そして、セナを安心させる様な声で言葉を紡ぐ。
「分かったよ。じゃあ次からセナも出てくる様に夢を見る時には意識してみるから。すっごい強くて、敵を全部やっつけちゃう奴」
「うーん」
「うん?」
「それなら私は、誰も傷つかない凄い機械が良いです」
「誰も傷つかない?」
「はい」
「戦ってるのに?」
「はい! それが良いです」
「ふふ。セナらしいね。でも、それも良いかもしれないね」
何だか話したかった事が何だったか分からなく成って来たなぁ。なんて思いながらキラはうーんと考える。
そんなキラにアスランは酷く真剣な表情で問いかけた。
「キラ」
「ん? どうしたの? アスラン。
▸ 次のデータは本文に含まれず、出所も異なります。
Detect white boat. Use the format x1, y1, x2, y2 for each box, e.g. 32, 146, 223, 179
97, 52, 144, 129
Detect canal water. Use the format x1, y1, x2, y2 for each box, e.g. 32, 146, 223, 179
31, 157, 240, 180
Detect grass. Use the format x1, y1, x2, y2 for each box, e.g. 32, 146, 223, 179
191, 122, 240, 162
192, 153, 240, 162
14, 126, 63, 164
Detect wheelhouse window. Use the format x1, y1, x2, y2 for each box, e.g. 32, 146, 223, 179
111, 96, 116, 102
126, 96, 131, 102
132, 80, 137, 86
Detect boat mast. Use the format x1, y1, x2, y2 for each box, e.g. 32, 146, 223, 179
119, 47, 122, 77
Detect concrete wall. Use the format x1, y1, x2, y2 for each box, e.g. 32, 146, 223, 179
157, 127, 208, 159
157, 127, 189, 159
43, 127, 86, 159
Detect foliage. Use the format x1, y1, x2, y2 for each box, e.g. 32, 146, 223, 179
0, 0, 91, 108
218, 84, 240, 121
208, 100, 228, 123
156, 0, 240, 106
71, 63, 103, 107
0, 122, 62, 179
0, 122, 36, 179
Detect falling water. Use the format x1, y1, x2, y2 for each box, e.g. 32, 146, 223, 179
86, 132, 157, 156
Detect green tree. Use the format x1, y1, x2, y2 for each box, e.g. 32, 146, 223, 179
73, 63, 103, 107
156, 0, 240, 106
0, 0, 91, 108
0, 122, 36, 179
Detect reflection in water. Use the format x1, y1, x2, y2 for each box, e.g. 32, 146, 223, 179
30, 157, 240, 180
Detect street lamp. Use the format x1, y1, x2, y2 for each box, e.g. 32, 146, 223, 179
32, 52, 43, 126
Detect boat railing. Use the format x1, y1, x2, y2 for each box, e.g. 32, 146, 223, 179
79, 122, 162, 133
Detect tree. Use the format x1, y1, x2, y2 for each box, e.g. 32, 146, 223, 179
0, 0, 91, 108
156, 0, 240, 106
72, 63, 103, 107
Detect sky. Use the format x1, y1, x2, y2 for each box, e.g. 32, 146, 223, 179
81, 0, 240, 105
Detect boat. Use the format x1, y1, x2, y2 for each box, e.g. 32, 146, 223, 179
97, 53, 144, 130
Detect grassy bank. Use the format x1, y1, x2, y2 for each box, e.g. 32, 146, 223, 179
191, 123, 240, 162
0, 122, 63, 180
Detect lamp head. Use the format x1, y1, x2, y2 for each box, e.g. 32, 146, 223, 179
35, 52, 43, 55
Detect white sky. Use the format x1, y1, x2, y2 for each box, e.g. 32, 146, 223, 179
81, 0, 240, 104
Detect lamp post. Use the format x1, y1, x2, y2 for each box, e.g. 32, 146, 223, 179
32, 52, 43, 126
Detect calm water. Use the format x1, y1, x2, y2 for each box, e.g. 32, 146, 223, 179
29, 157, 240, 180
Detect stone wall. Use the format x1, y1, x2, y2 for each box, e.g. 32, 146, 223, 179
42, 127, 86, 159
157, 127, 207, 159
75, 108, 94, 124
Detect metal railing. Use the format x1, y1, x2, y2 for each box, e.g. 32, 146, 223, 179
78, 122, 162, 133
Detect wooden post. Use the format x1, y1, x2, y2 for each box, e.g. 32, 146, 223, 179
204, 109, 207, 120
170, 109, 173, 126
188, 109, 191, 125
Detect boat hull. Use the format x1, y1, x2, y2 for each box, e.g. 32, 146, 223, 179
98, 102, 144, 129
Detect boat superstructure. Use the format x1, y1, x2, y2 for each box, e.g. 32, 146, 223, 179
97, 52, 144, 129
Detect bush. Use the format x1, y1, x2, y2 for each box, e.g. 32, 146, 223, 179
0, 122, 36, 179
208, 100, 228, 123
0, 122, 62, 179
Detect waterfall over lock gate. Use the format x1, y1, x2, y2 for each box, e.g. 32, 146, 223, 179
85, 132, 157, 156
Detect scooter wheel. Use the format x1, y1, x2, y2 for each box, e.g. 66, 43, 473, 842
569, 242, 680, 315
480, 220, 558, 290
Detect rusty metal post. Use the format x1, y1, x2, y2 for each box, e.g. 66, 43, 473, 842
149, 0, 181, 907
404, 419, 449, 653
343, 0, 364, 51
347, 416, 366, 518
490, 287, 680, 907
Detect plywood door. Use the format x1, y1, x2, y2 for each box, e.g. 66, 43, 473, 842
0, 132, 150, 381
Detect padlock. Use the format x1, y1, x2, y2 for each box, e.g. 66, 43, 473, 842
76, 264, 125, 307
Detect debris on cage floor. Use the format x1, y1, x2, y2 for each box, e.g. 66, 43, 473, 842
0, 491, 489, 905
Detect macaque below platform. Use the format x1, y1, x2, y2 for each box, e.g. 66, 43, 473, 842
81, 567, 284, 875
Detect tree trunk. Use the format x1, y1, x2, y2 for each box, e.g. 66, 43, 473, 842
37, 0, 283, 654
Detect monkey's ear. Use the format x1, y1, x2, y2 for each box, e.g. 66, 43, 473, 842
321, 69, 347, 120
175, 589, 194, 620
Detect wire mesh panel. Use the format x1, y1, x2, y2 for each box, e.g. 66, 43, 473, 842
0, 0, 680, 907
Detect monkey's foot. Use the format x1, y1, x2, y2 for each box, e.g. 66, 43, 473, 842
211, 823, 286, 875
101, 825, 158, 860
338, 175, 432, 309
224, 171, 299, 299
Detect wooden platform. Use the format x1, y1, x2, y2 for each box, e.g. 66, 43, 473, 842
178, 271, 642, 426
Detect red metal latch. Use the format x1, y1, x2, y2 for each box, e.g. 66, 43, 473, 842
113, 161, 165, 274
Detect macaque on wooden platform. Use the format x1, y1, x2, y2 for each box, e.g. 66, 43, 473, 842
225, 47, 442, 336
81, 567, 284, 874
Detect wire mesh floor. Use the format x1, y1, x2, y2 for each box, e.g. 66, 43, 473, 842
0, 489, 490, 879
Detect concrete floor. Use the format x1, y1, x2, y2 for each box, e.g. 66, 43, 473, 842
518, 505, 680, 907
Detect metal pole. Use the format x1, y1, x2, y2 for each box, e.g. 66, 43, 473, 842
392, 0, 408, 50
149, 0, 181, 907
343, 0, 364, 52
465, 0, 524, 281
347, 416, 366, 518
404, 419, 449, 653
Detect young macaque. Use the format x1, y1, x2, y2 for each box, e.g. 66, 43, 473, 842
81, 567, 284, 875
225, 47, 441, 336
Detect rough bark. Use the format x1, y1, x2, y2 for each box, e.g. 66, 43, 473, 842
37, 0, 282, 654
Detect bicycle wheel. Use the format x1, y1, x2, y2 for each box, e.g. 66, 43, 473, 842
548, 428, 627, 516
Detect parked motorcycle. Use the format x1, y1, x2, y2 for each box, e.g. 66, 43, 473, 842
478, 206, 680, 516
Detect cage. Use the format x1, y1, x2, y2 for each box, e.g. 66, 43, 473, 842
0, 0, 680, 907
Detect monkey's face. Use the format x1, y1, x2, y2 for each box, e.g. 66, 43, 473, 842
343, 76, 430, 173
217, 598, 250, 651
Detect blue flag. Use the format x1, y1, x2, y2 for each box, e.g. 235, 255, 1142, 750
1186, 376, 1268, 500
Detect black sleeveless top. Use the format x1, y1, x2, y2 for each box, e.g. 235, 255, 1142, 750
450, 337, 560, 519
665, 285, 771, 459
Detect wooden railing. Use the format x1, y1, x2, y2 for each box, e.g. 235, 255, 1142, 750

そんな怖い顔して」
「キラは、最近よくセナと『悪い遊び』をしているよな?」
「う、うん。やってるね。でも、危ない所には……あんまり行ってないよ?」
「……」
アスランは父パトリックの様に眉間に皺を寄せると、キラをジッと無言で問い詰める。
そんなアスランの圧に負けてキラは白旗を振りながら、違うよと弁明するのだった。
「ま、待ってよ! ホントに! 何もしてないって! 確かに最近オーブのメインサーバーには侵入したけど、僕は一応オーブの姫だしさ? そこまで悪い事じゃ……無いよね?」
救いを求める様な、縋る様な目を向けるキラに、アスランは一つ溜息を吐くと、先ほどまでよりも抑えた小さな声で問う。
「キラ。一つ聞きたい」
「なぁに?」
「モビルスーツって、知ってるか?」
「モビル、スーツ?」
キラは何だろうと首を傾げながらセナを見るが、セナも無言で首を振る。
そんな二人を見て、アスランは知らないなら良いんだと返し、安心した様に大きく息を吐いた。
そして、訳も分からないまま話は終わり、キラ達は次なる雑談へと移りながら、話し始める前と変わらず笑顔で対応を続けるラクスへと視線を送るのだった。